Negli USA il 17 ottobre vi è il rischio di passare dallo shutdown, la chiusura, in atto da una settimana, di alcune attività federali per un deficit di cassa, al default finanziario federale.

Un tea party per Obama.

Stallo nel Parlamento USA sul debito pubblico.

di Bz
10 / 10 / 2013

 Negli USA il 17 ottobre vi è il rischio di passare dallo shutdown, la chiusura, in atto da una settimana, di alcune attività federali per un deficit di cassa, al default finanziario federale. Parole di Obama: «Quel giorno, se il Congresso non avrà autorizzato il Tesoro a emettere nuovi titoli alzando il tetto del debito, io non avrò bacchetta magica per uscirne. Resteremo senza soldi per pagare i conti. Chi deve acquistare i nostri bond si sta spaventando». «Il default, se il Congresso non alza il tetto del debito, sarà drammaticamente peggiore dell’attuale serrata di servizi federali. Sarà una bomba atomica, lo dice un investitore come Warren Buffett».

Lo dicono apertamente la Cina e i grandi investitori dell’Arabia che detengono una amplissima fetta dei titoli di debito pubblico oltre a che quello commerciale degli USA: si potrebbe scatenare un effetto domino su scala planetaria molto più devastante di quello che si mise in moto dopo il crack delle banche immobiliari del 2006 all’origine dell’attuale crisi economico-finanziaria che strangola molti paesi europei. Un vero e proprio tsunami finanziario e politico tale scompaginare le gerarchie economico-finanziarie nonché gli assetti politici interni agli USA.

Chi è - come e perché - che tiene sotto scacco l’amministrazione di Obama alla Camera obbligandolo a lanciare appelli alla nazione e erode quotidianamente potere, consenso e carisma personale a Obama.

E’ Il Tea Party, quel movimento popolare, cresciuto dal basso nei circoli repubblicani, che ha avuto in Sarah Pallin la sua esponente di sfondamento, e che è stato riconfezionato come un esercito politico guidato dall’altro mettendo insieme la Destra Cristiana, politici di professione e consulenti politici di destra che hanno seguito una strategia di intimidazione e demagogia, favoriti e sostenuti da i canali mediatici conservatori, bianchi, regionali e nazionali o federali come Fox.

Il fatto che il presidente nero sia stato riconfermato ha aggiunto combustibile alla loro retorica populista concentrando il fuoco di fila sulla riforma sanitaria, fortemente voluta da Obama per segnare positivamente il suo duplice mandato.
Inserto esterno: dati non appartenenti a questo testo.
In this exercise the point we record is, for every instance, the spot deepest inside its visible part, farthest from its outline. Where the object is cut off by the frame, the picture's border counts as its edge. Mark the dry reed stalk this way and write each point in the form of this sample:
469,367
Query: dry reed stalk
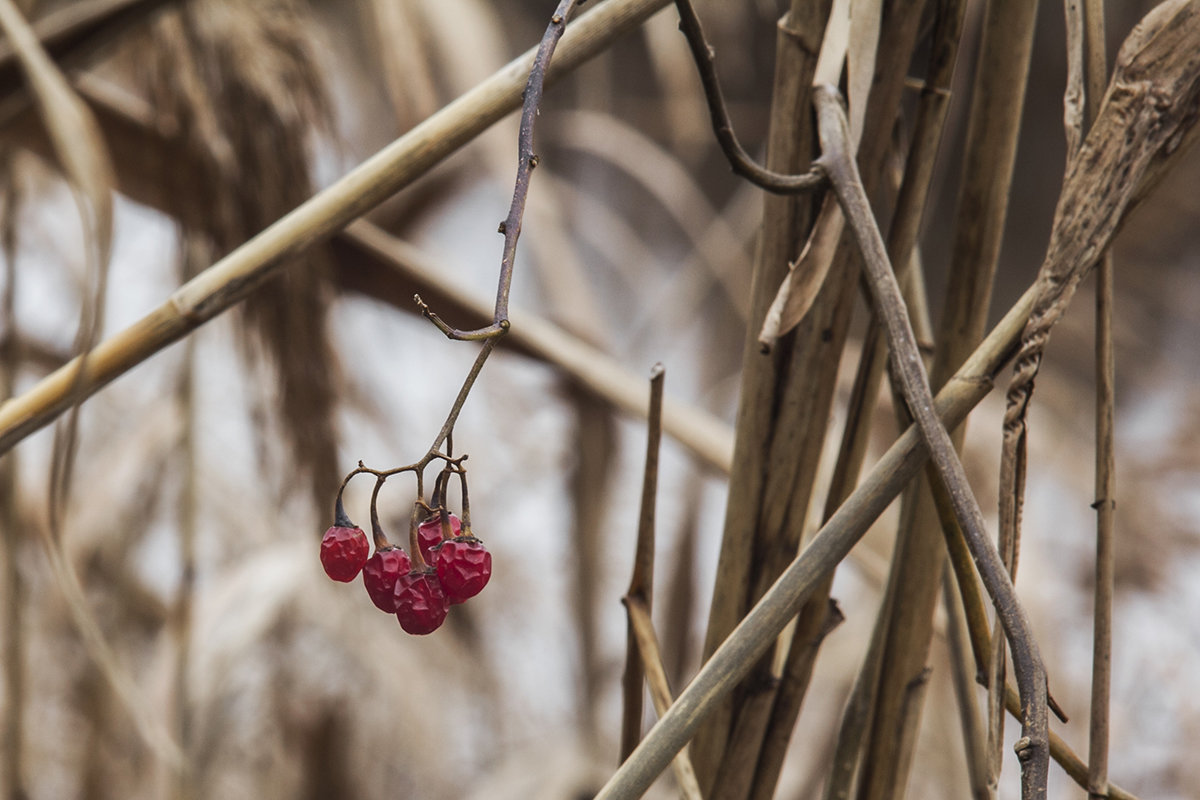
1096,74
237,275
643,659
10,517
793,453
917,564
641,582
910,376
760,494
901,241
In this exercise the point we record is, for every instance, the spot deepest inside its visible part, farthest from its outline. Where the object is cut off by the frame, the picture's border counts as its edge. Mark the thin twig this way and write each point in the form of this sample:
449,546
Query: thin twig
737,654
964,669
739,160
526,163
641,583
1032,747
241,271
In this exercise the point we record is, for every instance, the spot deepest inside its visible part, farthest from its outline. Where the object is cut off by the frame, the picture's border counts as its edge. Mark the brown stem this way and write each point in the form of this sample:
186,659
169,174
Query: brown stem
739,160
1032,749
1096,73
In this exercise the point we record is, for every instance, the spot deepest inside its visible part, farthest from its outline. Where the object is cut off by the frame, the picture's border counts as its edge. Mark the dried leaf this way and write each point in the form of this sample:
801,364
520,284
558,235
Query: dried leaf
833,46
851,37
805,276
1074,97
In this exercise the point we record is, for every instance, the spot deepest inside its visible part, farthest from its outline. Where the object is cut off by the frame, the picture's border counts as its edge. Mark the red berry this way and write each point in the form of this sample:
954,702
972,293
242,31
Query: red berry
429,534
420,603
343,551
463,567
381,573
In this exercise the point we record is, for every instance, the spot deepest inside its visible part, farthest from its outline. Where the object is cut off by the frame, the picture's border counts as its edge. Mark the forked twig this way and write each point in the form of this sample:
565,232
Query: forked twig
739,160
511,229
643,659
240,272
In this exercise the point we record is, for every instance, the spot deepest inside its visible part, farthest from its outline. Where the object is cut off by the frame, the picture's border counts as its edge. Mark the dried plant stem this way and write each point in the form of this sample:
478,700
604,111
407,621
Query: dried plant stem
1032,749
901,241
660,692
185,595
739,160
526,163
736,656
1071,763
709,439
11,527
237,275
964,669
641,583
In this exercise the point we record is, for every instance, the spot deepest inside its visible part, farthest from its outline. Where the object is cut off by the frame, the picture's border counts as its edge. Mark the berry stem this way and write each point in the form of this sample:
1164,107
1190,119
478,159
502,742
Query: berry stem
381,540
466,504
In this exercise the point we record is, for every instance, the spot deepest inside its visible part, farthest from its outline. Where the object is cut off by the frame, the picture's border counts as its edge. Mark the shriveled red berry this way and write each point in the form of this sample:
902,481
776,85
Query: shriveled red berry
381,573
463,567
429,534
343,551
420,603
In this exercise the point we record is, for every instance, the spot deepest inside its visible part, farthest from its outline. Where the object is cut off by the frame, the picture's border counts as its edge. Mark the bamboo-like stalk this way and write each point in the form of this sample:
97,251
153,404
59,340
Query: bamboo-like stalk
996,107
237,275
185,595
785,222
643,659
1096,74
595,450
964,669
736,656
641,583
909,372
10,517
660,692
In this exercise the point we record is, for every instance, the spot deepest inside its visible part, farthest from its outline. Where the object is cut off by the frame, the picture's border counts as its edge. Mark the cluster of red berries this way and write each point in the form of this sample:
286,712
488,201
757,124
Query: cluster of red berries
450,566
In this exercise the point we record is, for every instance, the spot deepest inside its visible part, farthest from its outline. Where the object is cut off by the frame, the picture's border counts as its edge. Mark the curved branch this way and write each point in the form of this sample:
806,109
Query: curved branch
739,160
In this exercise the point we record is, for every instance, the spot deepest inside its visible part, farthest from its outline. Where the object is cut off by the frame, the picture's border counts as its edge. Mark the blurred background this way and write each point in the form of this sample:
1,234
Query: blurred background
205,476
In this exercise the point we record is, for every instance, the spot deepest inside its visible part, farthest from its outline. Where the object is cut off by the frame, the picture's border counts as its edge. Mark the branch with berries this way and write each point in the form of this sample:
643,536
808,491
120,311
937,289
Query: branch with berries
445,563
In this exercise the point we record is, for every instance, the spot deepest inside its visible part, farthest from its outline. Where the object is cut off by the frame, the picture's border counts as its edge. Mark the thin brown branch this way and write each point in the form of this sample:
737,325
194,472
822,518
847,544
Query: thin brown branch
647,643
1032,747
901,241
1096,67
737,655
739,160
241,271
1072,764
526,163
964,669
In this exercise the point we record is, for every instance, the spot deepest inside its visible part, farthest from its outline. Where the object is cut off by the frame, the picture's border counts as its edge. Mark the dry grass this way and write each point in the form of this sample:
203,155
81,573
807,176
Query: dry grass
204,476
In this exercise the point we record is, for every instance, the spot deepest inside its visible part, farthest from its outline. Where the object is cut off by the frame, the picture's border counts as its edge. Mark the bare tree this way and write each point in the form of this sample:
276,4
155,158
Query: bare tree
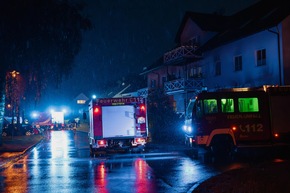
39,39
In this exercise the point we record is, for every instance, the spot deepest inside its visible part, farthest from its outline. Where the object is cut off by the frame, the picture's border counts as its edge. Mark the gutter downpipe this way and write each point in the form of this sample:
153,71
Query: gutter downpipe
279,54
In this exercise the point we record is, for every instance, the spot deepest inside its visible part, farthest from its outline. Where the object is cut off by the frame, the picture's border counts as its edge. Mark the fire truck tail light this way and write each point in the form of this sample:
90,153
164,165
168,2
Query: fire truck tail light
142,107
97,110
141,120
234,128
101,142
139,140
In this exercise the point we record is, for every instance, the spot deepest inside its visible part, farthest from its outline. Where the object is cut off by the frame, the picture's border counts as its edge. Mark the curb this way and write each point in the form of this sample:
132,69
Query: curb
6,162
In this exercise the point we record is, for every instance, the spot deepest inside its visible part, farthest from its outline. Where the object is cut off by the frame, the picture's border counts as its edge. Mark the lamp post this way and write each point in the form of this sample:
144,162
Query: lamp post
14,99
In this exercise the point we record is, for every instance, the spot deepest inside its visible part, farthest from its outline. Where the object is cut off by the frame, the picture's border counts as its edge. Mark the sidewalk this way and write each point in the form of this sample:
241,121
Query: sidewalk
14,147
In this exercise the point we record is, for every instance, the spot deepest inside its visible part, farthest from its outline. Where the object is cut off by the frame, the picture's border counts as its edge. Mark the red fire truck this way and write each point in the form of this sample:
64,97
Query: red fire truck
117,124
226,120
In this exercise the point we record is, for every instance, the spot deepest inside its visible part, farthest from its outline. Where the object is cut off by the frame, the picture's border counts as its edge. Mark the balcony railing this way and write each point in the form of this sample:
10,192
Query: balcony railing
180,53
143,92
182,85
Opporsi a quello che hanno definito l’Obamacare [la riforma dell’assicurazione sanitaria] è diventato il loro principio organizzativo infarcendolo di paura di “giurie della morte” costituite dall’amministrazione federale per stabilire chi, tra gli anziani e i malati, fosse meritevole di assistenza sanitaria. Battere, poi, la grancassa mediatica, per dire che i lavoratori bianchi dovranno pagare l’assistenza sanitaria per i pigri neri o i latinos impegnati solo a far figli, è stato conseguente.

Oralo stesso partito Repubblicano è prigioniero della popolarità di questa campagna orchestrata dai Tea Party, timoroso di perdere una gran fetta di elettorato nel superare le pastoie dei regolamenti che disciplinano i lavori parlamentari americani, nel favorire un accordo con l’amministrazione Obama sul rifinanziamento ed innalzamento del debito pubblico.

Tutto sembrerebbe in stallo, fermi, ciascuno, sulle proprie posizioni, in una costante deriva verso il default che – come abbiamo visto - ha messo in allarme i mercati finanziari mondiali. Una situazione da cui la presidenza Obama non può che uscire con le ossa rotte, a meno che, nei pochissimi giorni che restano, le associazioni, i movimenti di base, il partito democratico e con esso una buona fetta dei Poteri forti, non riescano a mobilitarsi massicciamente e pesantemente colmando il gap che si è aperto tra Obama e il paese reale.